27 Şubat 2016

Emine Şimşek, Üçe Kadar Sayınca

ile izdihamdergi

Kadınlar allı morlu entarileriyle karşılıyorlardı salı günlerini.Renkli kefenler beğeniyorlardı itişe kakışa.Şeytanlar şarkı söylüyordu pazar yerlerinde. Parmak uçlarımdaki toplu mezarlar baş kaldırdı:Bu ölüm yakışmadı bize,hadi yeniden ölmeye!

Bir avuç ateşle yıkadığım soframda,çıplak ayaklı akreplerle boy ölçüşüyordu yaşamak.Karanlık şehrin sokaklarından bulutlarla küs geçen karanfil satan bir kız olmuştum.Geceydi.Bir başıma oyun parklarında oturmuş sarı balonlara mor kalemle şiirler yazıyordum.Sonra tahterevallinin bir ucuna bağlıyordum balonları,diğer ucuna ben geçiyordum.Göğe yükseliyordum.Karanfil satan bir yıldız olmuştum.
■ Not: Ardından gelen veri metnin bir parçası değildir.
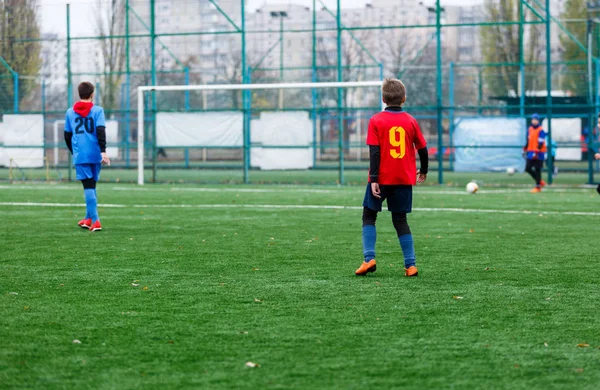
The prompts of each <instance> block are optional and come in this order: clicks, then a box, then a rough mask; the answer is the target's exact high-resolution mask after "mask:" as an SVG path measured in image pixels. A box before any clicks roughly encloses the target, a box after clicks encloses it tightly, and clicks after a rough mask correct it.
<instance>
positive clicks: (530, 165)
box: [525, 160, 535, 180]
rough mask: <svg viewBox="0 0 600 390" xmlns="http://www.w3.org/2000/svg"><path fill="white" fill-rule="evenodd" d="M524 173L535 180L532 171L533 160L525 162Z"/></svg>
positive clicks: (533, 174) (532, 165) (532, 169)
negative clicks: (529, 176)
mask: <svg viewBox="0 0 600 390" xmlns="http://www.w3.org/2000/svg"><path fill="white" fill-rule="evenodd" d="M525 172H527V173H528V174H529V176H531V177H532V178H533V180H535V171H534V169H533V160H527V164H526V165H525Z"/></svg>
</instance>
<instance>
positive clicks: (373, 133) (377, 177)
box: [367, 118, 381, 198]
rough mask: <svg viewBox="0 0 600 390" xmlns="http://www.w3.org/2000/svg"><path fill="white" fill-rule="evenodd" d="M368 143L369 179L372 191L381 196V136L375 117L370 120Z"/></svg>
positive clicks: (367, 141) (379, 195) (373, 192)
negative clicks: (368, 148)
mask: <svg viewBox="0 0 600 390" xmlns="http://www.w3.org/2000/svg"><path fill="white" fill-rule="evenodd" d="M367 145H369V181H370V182H371V193H372V194H373V196H374V197H376V198H381V189H380V188H379V166H380V164H381V147H380V146H379V136H378V135H377V128H376V127H375V123H373V118H371V120H370V121H369V131H367Z"/></svg>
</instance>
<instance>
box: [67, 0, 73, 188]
mask: <svg viewBox="0 0 600 390" xmlns="http://www.w3.org/2000/svg"><path fill="white" fill-rule="evenodd" d="M72 105H73V72H72V71H71V5H70V4H67V106H68V107H71V106H72ZM70 173H71V172H69V175H70ZM69 180H71V177H70V176H69Z"/></svg>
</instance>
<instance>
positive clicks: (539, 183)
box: [535, 160, 544, 187]
mask: <svg viewBox="0 0 600 390" xmlns="http://www.w3.org/2000/svg"><path fill="white" fill-rule="evenodd" d="M543 167H544V161H542V160H536V161H535V185H536V186H538V187H539V186H540V185H541V184H542V170H543Z"/></svg>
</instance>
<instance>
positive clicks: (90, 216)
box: [65, 82, 110, 232]
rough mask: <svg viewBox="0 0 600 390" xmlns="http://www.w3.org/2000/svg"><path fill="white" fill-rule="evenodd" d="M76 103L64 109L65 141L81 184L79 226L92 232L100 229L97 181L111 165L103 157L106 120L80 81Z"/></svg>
mask: <svg viewBox="0 0 600 390" xmlns="http://www.w3.org/2000/svg"><path fill="white" fill-rule="evenodd" d="M77 89H78V91H79V98H80V99H81V100H79V101H78V102H77V103H75V105H74V106H73V108H69V109H68V110H67V116H66V118H65V142H66V143H67V147H68V148H69V150H70V151H71V154H73V162H74V164H75V172H76V174H77V180H81V183H82V184H83V193H84V195H85V204H86V215H85V218H84V219H82V220H81V221H79V223H78V225H79V226H80V227H82V228H84V229H89V230H90V231H92V232H96V231H100V230H102V225H100V219H99V218H98V200H97V197H96V182H97V181H98V179H99V178H100V170H101V168H102V165H110V159H109V158H108V155H107V154H106V120H105V119H104V110H103V109H102V107H99V106H94V103H92V101H93V100H94V85H93V84H92V83H89V82H83V83H81V84H79V86H78V88H77Z"/></svg>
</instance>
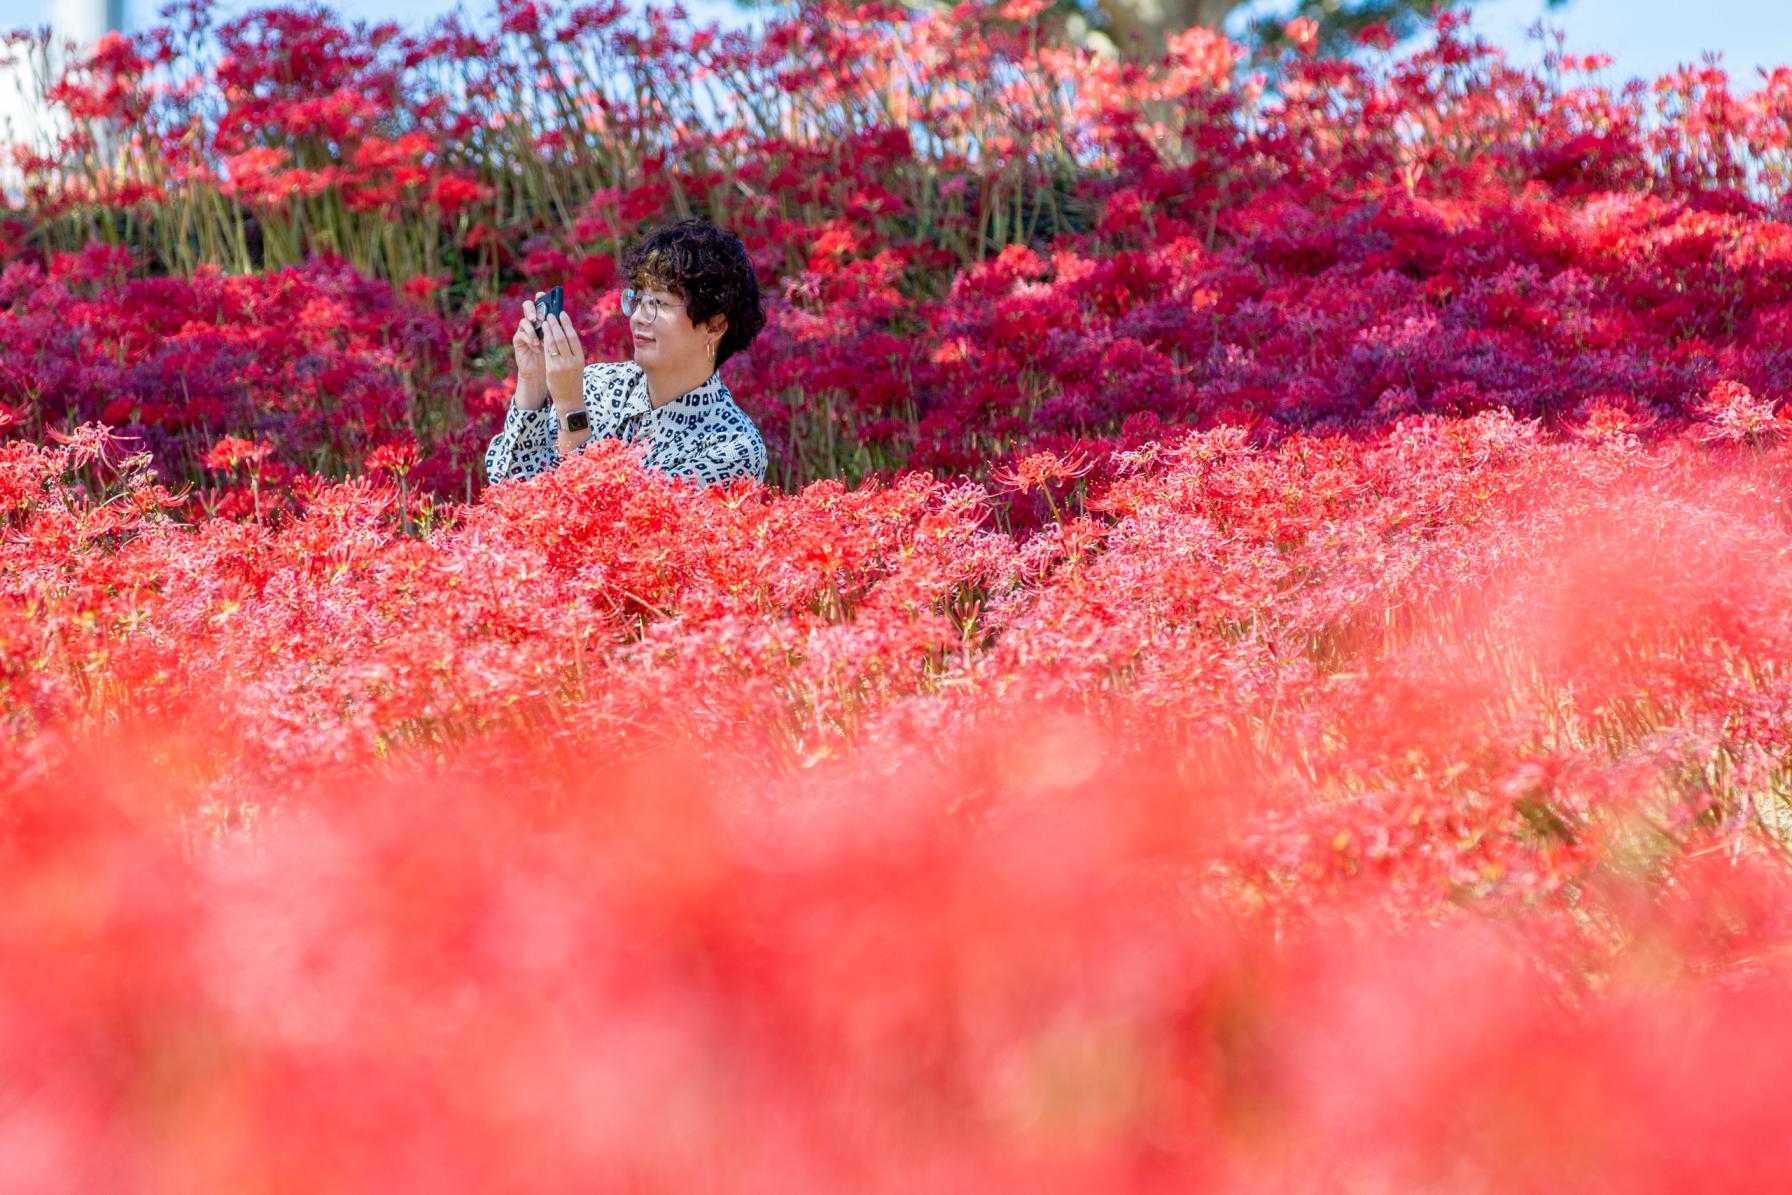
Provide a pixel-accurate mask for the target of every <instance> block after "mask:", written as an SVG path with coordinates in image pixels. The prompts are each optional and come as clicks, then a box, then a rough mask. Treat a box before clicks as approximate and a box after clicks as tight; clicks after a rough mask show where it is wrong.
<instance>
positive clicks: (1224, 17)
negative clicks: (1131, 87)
mask: <svg viewBox="0 0 1792 1195" xmlns="http://www.w3.org/2000/svg"><path fill="white" fill-rule="evenodd" d="M1098 2H1100V7H1102V14H1104V16H1106V18H1107V32H1109V36H1111V38H1113V41H1115V45H1116V47H1118V48H1120V54H1122V56H1125V57H1152V56H1158V54H1163V48H1165V45H1167V43H1165V38H1168V36H1170V34H1172V32H1177V30H1183V29H1188V27H1190V25H1206V27H1208V29H1219V27H1220V23H1222V21H1224V20H1226V14H1228V13H1231V11H1233V9H1236V7H1238V5H1240V4H1242V0H1098Z"/></svg>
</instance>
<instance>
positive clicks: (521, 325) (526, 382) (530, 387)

Üç elma düşmüyordu bu şehrin masallarının sonunda.Üç kez söylenmiyordu hiçbir şey.Çöp evler çiziyordu avucuna elleriyle kekeme bir anne.Rengi atmış kazaklarını söküp iplerinden çiçek bahçesi örüyordu.Gözü mavi oğullarını babasız bıraktı.En çok da kendini…En çok da kendini bıraktı.O rh pozitif kan emziriyordu nehirlere parmaklarının sıyrıklarından.Ben, iğne oyalı mendilimle nehirlerin ağzını siliyordum.

Ses tellerinden uçurum kopardığım denizler zırhlı araçlarla geliyordu üzerime.Gökkuşağının altında yağmur olmayı bekliyordum ben.Adım emine değildi.Annemi bana iyi huylu cinlerim tanıttı.Bir Pazar gazetesine sarıp bırakmış beni trafik ışıklarının altına.Üç adım ileri gidip Mart’a kustum kinimi:Neden Meryem olmamı bekledin benden!

Erkekler geçiyordu göğümün önünden.T cetvellerle biçiyorlardı sevgilerini.Yeni yetme aşk sözleri dil uçlarını kesiyordu.Sigara paketlerindeki meleğin kanatlarıyla sarıyorlardı yaralarını.

Bağırıyordum:Şehrin efendileri!Terra rosa topraklarınızdan öksüz çocuk ağıtları akıyor.Sirklere koşun!

Bir sihirbaz çıkacaktı sahneye,’’Üçe kadar sayınca…’’ diyecekti.Yağmur olacak,kimsesizler yurdunun bahçesine anne yağdıracaktım.

‘’Üçe kadar sayınca…’’

Bir.İki.Üç.

Ertesi gün manşetlerde kalın puntolarla:Bardaktan boşalırcasına kimsesizler yurdunun bahçesine papatya yağdı.